Nicklas Findler warf einen hilfesuchenden Blick zu uns herauf.

»Antworte, Fronbote!«

»Nun … nun ja … gestern abend … Da sollte er ein Protokoll unterschreiben …«

»Was für ein Protokoll?«

»Seiner Untaten.«

»Ein Geständnis also.«

»Ja. Man meinte, daß Euch das heute viel Zeit und Mühe ersparen würde.«

»Wer ist ›man‹?«

Wieder blickte er – diesmal ein stummer Hilfeschrei – herauf zur Empore.

»Antwortet!« herrschte ihn der Bergrichter an.

»Der … der Herr Endorfer«, stotterte Findler, »und der Herr Baron Löffler …, und der Herr Pater Georg Scherer war auch dabei, hat aber nur Protokoll führen sollen …«

»Weiter!
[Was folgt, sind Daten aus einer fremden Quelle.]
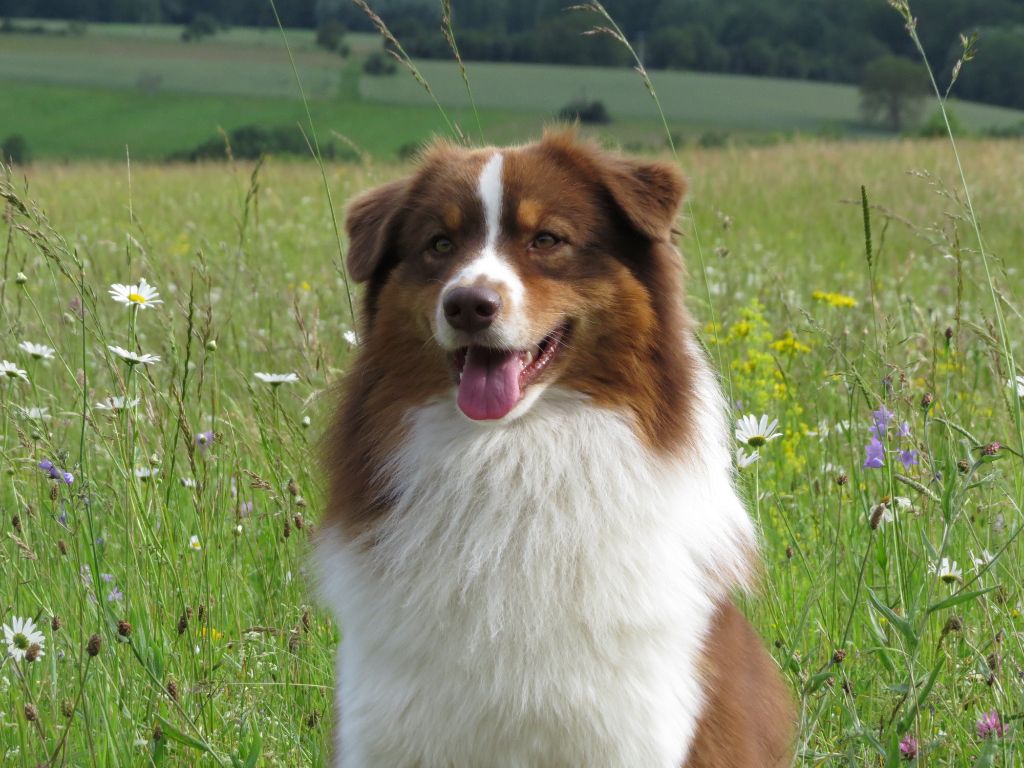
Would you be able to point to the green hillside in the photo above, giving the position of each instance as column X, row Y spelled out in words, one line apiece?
column 90, row 95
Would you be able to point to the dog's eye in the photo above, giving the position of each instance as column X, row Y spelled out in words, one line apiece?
column 544, row 241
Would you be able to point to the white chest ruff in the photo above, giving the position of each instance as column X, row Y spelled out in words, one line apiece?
column 538, row 595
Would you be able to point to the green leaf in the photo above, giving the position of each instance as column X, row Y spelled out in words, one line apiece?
column 901, row 624
column 907, row 720
column 254, row 751
column 960, row 597
column 182, row 738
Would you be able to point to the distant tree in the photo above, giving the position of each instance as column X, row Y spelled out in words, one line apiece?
column 592, row 112
column 14, row 151
column 379, row 62
column 892, row 90
column 935, row 126
column 203, row 25
column 330, row 34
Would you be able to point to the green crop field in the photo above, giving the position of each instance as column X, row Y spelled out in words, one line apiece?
column 201, row 545
column 91, row 95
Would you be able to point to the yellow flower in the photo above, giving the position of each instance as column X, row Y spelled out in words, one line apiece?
column 788, row 345
column 835, row 299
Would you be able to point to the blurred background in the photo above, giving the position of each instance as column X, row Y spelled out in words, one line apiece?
column 171, row 80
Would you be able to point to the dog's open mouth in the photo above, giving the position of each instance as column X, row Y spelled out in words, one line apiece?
column 493, row 381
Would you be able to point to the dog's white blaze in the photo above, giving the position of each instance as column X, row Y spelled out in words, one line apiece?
column 511, row 329
column 489, row 188
column 538, row 595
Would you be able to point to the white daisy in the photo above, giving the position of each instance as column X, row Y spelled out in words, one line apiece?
column 132, row 358
column 756, row 433
column 743, row 460
column 143, row 295
column 11, row 371
column 114, row 402
column 275, row 380
column 983, row 560
column 37, row 351
column 947, row 570
column 881, row 514
column 20, row 635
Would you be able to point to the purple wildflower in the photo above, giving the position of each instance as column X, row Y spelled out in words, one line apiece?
column 876, row 455
column 908, row 748
column 55, row 472
column 883, row 418
column 204, row 440
column 988, row 724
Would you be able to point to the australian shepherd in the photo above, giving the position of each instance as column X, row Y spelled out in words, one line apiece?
column 532, row 534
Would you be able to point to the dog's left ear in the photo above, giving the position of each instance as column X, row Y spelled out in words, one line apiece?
column 370, row 223
column 648, row 194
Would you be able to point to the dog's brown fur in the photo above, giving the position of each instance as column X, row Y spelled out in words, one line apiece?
column 620, row 278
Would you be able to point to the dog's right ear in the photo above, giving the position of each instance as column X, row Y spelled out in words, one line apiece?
column 370, row 223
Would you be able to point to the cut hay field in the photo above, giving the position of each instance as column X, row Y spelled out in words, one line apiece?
column 181, row 542
column 89, row 96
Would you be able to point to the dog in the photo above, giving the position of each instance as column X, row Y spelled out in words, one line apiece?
column 532, row 534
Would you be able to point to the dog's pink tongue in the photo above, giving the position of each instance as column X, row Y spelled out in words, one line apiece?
column 489, row 384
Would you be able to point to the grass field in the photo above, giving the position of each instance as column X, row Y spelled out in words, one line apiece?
column 228, row 658
column 89, row 96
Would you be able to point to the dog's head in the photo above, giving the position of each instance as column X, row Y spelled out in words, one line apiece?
column 495, row 273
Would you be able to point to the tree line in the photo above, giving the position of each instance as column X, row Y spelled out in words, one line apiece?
column 826, row 40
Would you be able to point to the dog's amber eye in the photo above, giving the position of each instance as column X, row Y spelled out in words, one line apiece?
column 544, row 241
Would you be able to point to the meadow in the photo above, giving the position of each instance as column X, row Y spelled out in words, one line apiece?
column 181, row 541
column 90, row 95
column 158, row 513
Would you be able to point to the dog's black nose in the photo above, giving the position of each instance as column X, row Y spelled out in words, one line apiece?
column 471, row 308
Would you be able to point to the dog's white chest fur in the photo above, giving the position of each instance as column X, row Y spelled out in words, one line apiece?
column 538, row 594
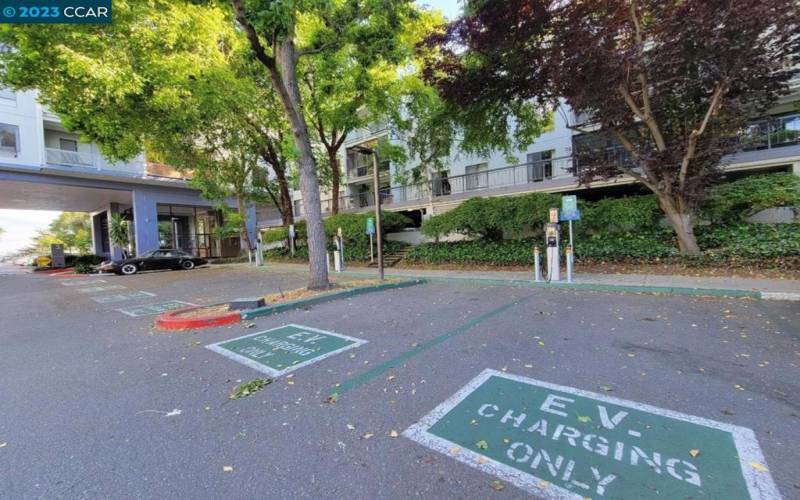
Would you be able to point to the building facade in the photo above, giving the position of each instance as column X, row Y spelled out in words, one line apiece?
column 43, row 166
column 771, row 143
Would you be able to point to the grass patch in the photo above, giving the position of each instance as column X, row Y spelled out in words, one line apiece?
column 248, row 388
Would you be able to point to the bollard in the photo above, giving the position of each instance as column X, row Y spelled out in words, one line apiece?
column 569, row 264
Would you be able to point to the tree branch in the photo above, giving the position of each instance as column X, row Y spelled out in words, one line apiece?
column 696, row 133
column 252, row 36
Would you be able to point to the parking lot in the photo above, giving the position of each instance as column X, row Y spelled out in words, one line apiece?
column 98, row 404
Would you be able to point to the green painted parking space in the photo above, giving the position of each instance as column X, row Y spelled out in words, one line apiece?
column 153, row 309
column 281, row 350
column 98, row 289
column 122, row 297
column 562, row 442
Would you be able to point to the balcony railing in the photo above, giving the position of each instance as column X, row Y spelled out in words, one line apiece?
column 70, row 158
column 773, row 133
column 515, row 175
column 765, row 134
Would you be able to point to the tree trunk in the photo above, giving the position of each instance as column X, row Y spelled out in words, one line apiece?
column 682, row 222
column 336, row 178
column 287, row 210
column 284, row 80
column 240, row 205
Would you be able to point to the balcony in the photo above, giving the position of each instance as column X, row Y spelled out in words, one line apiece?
column 516, row 177
column 71, row 158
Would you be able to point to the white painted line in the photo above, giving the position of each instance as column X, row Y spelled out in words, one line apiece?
column 134, row 315
column 80, row 281
column 121, row 297
column 760, row 485
column 780, row 296
column 95, row 289
column 216, row 347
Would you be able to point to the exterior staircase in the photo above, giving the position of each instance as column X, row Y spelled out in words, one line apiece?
column 392, row 257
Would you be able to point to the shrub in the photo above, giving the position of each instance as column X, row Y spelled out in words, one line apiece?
column 491, row 218
column 620, row 215
column 735, row 201
column 750, row 242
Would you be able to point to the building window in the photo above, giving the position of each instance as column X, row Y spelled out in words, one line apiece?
column 9, row 140
column 7, row 96
column 540, row 165
column 477, row 176
column 68, row 145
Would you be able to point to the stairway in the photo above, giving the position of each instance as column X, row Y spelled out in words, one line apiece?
column 391, row 258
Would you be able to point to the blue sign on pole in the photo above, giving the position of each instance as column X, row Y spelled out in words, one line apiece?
column 570, row 215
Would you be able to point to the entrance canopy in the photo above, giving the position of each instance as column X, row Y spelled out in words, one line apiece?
column 22, row 195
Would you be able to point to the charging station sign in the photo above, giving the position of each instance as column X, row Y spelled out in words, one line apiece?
column 569, row 208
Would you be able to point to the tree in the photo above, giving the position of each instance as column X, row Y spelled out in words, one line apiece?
column 278, row 43
column 119, row 233
column 346, row 87
column 670, row 82
column 71, row 229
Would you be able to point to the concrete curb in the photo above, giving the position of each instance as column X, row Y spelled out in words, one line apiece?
column 352, row 292
column 597, row 287
column 171, row 321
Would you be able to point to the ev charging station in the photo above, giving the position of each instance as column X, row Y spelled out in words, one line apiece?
column 552, row 236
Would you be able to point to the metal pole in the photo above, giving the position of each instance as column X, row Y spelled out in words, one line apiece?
column 378, row 232
column 569, row 263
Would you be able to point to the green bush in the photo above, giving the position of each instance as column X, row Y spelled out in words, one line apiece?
column 356, row 241
column 83, row 268
column 749, row 242
column 735, row 201
column 620, row 215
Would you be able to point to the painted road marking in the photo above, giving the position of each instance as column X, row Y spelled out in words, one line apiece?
column 121, row 297
column 95, row 289
column 153, row 309
column 560, row 442
column 284, row 349
column 81, row 281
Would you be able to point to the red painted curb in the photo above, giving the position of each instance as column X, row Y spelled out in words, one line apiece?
column 57, row 271
column 171, row 321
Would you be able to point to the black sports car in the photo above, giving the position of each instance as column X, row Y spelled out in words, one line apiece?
column 154, row 260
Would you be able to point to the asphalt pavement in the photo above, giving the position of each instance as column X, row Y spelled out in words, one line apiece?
column 98, row 404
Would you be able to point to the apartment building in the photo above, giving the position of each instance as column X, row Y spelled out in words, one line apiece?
column 771, row 143
column 43, row 166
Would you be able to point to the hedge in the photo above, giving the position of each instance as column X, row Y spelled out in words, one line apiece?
column 762, row 244
column 353, row 226
column 735, row 201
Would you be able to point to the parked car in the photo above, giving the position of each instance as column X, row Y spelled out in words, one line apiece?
column 151, row 261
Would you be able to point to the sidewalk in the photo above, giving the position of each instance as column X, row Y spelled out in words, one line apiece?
column 767, row 289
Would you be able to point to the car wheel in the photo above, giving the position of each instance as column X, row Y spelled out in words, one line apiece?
column 129, row 269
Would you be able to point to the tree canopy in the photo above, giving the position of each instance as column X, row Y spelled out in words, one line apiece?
column 668, row 82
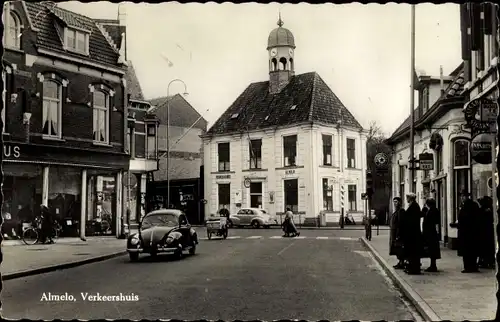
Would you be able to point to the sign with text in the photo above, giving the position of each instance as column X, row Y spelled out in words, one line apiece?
column 426, row 161
column 480, row 148
column 481, row 114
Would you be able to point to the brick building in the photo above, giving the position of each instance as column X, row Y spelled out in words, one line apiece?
column 286, row 142
column 186, row 156
column 64, row 116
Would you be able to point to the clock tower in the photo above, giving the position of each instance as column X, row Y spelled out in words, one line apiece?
column 281, row 47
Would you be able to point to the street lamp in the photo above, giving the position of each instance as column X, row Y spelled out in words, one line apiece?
column 168, row 134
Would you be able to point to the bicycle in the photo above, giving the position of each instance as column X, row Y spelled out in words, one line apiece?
column 32, row 234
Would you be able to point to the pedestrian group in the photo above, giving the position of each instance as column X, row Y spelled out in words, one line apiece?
column 414, row 234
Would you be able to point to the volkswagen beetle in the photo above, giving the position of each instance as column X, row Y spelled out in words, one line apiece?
column 163, row 231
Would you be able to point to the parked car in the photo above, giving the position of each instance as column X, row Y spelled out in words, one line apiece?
column 163, row 231
column 254, row 217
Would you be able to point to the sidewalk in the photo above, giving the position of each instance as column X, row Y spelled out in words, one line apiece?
column 446, row 295
column 21, row 260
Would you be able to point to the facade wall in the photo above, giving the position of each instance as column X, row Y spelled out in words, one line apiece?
column 309, row 170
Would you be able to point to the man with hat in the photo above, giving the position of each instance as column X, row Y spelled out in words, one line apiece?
column 468, row 233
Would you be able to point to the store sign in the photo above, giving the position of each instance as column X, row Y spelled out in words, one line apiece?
column 480, row 148
column 426, row 161
column 481, row 114
column 11, row 151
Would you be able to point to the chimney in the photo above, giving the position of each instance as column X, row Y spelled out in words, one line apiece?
column 441, row 79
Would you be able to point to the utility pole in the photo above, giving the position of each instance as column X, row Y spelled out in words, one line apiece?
column 412, row 101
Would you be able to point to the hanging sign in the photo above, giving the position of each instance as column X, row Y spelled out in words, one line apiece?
column 481, row 115
column 480, row 148
column 426, row 161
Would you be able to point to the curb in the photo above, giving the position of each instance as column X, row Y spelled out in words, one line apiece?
column 422, row 307
column 47, row 269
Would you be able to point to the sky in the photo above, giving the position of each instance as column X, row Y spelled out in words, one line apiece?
column 361, row 51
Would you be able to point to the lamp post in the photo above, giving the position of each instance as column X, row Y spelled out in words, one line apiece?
column 168, row 133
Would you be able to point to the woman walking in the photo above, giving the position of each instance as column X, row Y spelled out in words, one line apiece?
column 395, row 245
column 430, row 233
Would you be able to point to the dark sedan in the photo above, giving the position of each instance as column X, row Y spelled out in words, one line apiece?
column 163, row 231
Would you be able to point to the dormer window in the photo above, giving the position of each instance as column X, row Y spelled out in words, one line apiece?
column 76, row 41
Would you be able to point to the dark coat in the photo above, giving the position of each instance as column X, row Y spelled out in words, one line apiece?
column 430, row 233
column 487, row 236
column 411, row 234
column 395, row 246
column 468, row 233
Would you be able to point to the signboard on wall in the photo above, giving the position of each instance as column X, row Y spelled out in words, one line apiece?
column 480, row 148
column 426, row 161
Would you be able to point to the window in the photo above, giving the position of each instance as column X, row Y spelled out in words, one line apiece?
column 101, row 117
column 223, row 149
column 129, row 141
column 402, row 178
column 13, row 32
column 77, row 41
column 351, row 153
column 52, row 109
column 224, row 195
column 151, row 142
column 255, row 149
column 256, row 195
column 327, row 149
column 292, row 194
column 290, row 150
column 351, row 197
column 327, row 196
column 461, row 171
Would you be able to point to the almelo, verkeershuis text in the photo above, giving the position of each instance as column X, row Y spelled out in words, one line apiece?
column 91, row 297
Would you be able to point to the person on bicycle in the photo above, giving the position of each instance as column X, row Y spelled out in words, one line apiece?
column 47, row 224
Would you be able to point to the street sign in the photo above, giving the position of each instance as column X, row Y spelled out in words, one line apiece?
column 426, row 161
column 480, row 148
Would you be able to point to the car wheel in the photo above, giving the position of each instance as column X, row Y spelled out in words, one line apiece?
column 134, row 257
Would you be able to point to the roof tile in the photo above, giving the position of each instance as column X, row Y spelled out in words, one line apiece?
column 258, row 109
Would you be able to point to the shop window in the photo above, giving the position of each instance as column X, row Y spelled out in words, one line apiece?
column 101, row 117
column 13, row 31
column 151, row 142
column 351, row 153
column 224, row 195
column 52, row 109
column 327, row 196
column 292, row 194
column 351, row 197
column 290, row 150
column 256, row 195
column 327, row 149
column 224, row 156
column 461, row 172
column 255, row 149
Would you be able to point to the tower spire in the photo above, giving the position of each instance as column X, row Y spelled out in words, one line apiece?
column 280, row 22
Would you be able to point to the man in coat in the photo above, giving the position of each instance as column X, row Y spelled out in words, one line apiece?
column 411, row 234
column 395, row 246
column 468, row 233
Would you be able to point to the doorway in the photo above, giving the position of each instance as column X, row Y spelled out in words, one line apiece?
column 441, row 204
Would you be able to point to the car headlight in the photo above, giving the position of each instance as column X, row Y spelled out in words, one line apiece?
column 134, row 240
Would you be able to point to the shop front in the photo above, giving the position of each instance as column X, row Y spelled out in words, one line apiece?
column 77, row 186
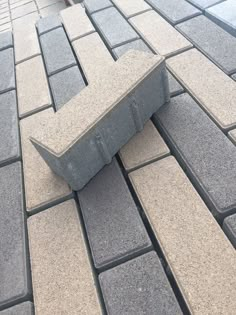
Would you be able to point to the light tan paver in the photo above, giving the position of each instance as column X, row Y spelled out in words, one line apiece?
column 209, row 85
column 61, row 274
column 42, row 186
column 130, row 7
column 200, row 256
column 93, row 64
column 144, row 147
column 159, row 34
column 76, row 22
column 32, row 86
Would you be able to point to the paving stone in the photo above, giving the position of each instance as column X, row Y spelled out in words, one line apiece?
column 191, row 239
column 94, row 5
column 48, row 23
column 95, row 136
column 42, row 186
column 224, row 14
column 137, row 286
column 212, row 40
column 14, row 276
column 9, row 135
column 130, row 8
column 159, row 34
column 57, row 52
column 113, row 224
column 215, row 91
column 92, row 64
column 113, row 27
column 65, row 85
column 207, row 153
column 229, row 227
column 7, row 71
column 76, row 22
column 62, row 278
column 6, row 40
column 175, row 11
column 32, row 86
column 145, row 147
column 25, row 308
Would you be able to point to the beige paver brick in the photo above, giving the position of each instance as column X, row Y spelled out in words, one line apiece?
column 61, row 274
column 93, row 64
column 76, row 22
column 209, row 85
column 42, row 186
column 200, row 256
column 159, row 34
column 144, row 147
column 130, row 7
column 32, row 86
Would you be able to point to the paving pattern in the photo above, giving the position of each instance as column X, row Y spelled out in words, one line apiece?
column 154, row 232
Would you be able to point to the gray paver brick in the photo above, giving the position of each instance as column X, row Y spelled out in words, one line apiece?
column 7, row 71
column 175, row 11
column 212, row 40
column 113, row 26
column 65, row 85
column 9, row 134
column 114, row 227
column 139, row 286
column 57, row 52
column 209, row 156
column 25, row 308
column 229, row 226
column 14, row 277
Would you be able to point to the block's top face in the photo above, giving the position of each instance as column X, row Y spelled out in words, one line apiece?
column 83, row 112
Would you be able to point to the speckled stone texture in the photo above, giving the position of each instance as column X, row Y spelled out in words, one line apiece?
column 137, row 287
column 201, row 258
column 113, row 224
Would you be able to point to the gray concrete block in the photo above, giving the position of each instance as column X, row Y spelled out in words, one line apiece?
column 9, row 133
column 6, row 40
column 113, row 224
column 7, row 70
column 113, row 27
column 48, row 23
column 175, row 11
column 212, row 40
column 208, row 155
column 85, row 134
column 139, row 286
column 14, row 276
column 65, row 85
column 26, row 308
column 229, row 227
column 57, row 52
column 224, row 14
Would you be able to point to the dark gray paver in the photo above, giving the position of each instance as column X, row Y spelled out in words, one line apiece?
column 14, row 277
column 56, row 51
column 208, row 155
column 95, row 5
column 6, row 40
column 212, row 40
column 65, row 85
column 229, row 226
column 114, row 227
column 9, row 133
column 175, row 11
column 113, row 27
column 25, row 308
column 48, row 23
column 140, row 287
column 224, row 14
column 7, row 71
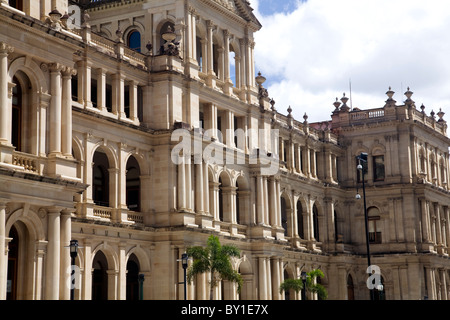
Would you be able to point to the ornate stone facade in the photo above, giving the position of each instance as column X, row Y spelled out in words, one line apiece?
column 93, row 104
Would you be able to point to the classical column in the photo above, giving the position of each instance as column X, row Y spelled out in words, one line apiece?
column 133, row 85
column 66, row 235
column 276, row 279
column 3, row 255
column 262, row 275
column 55, row 109
column 210, row 53
column 199, row 195
column 52, row 272
column 188, row 186
column 259, row 200
column 226, row 38
column 181, row 183
column 101, row 89
column 273, row 203
column 5, row 121
column 425, row 220
column 205, row 190
column 243, row 66
column 66, row 113
column 266, row 201
column 122, row 274
column 118, row 99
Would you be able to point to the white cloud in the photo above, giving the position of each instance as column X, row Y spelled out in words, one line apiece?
column 309, row 55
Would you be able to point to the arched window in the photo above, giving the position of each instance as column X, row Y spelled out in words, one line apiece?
column 133, row 185
column 165, row 27
column 134, row 40
column 100, row 192
column 300, row 220
column 133, row 278
column 316, row 222
column 99, row 277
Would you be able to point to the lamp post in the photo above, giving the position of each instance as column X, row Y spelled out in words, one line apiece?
column 141, row 286
column 362, row 158
column 73, row 254
column 184, row 262
column 303, row 275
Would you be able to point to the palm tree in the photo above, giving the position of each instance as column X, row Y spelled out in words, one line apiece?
column 311, row 284
column 214, row 259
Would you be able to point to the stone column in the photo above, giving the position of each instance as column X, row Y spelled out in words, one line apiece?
column 276, row 279
column 5, row 121
column 181, row 184
column 52, row 272
column 66, row 235
column 66, row 113
column 205, row 190
column 262, row 275
column 101, row 89
column 425, row 220
column 266, row 202
column 122, row 274
column 3, row 255
column 260, row 200
column 55, row 109
column 199, row 180
column 210, row 53
column 133, row 100
column 226, row 38
column 243, row 66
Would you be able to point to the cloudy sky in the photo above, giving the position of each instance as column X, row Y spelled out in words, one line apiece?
column 311, row 50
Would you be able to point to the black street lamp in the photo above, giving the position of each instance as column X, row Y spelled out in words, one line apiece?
column 73, row 254
column 362, row 158
column 141, row 286
column 184, row 263
column 303, row 275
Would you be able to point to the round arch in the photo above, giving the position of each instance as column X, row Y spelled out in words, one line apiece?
column 37, row 78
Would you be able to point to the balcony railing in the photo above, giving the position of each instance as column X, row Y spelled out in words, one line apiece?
column 27, row 161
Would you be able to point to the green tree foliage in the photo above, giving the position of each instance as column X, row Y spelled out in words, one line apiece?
column 215, row 259
column 311, row 284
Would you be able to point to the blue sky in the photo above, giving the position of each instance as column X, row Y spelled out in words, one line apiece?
column 310, row 51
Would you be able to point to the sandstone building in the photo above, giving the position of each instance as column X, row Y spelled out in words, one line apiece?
column 96, row 95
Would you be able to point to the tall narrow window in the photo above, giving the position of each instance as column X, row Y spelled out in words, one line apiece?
column 100, row 192
column 378, row 168
column 133, row 185
column 134, row 41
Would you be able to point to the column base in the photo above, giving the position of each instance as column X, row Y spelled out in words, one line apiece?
column 61, row 166
column 6, row 152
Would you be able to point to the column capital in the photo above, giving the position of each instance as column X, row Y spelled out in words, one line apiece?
column 69, row 72
column 6, row 48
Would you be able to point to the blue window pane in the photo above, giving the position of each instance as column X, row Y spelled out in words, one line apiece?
column 134, row 41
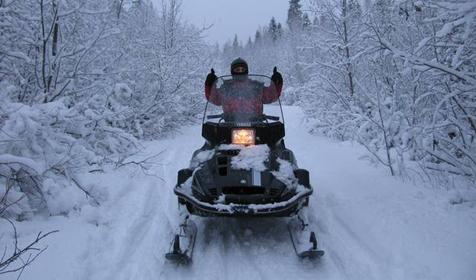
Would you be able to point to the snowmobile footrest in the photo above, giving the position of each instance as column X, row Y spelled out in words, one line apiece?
column 303, row 239
column 181, row 248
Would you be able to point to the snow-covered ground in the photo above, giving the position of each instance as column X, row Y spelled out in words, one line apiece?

Wer noch?« forderte Reisländer.

»Der Herr Kanzler Schiller-Herdern – war aber nur anwesend.«

»Und?«

»Der … der … der Herr … Herr Marx Fugger.«

»Waren das alle?«

»Ja.«

»Hat der Angeklagte dieses Protokoll freiwillig unterschrieben?«

»Nein.«

»Und dann sind die Herren dazu übergegangen, ihn zu malträtieren?«

»Ja.«

»Und hat er dann unterschrieben?«

»Nein.«

»Ihr könnt gehen, Fronbote.«

Alexander Endorfer hob die Hände, daß die Ärmel wie Flügel wehten, ruckte mit dem Kopf und sah mehr denn je aus wie ein Geier, der bereit war, sogleich ins Kirchenschiff hinunter zu flattern. Hans Christoph Löffler krallte die starken Finger in die Armlehnen seines Sessels, daß die Gelenke weiß hervortraten. Herr Marx Fugger war erstarrt, sein Mund stand offen. »Eure Leute!« zischte Monsignore d’Angelis empört.

In den Augen der schönen Katharina Endorfer glomm so etwas wie Hohn. Und auch um die Mundwinkel des Angeklagten zuckte es spöttisch.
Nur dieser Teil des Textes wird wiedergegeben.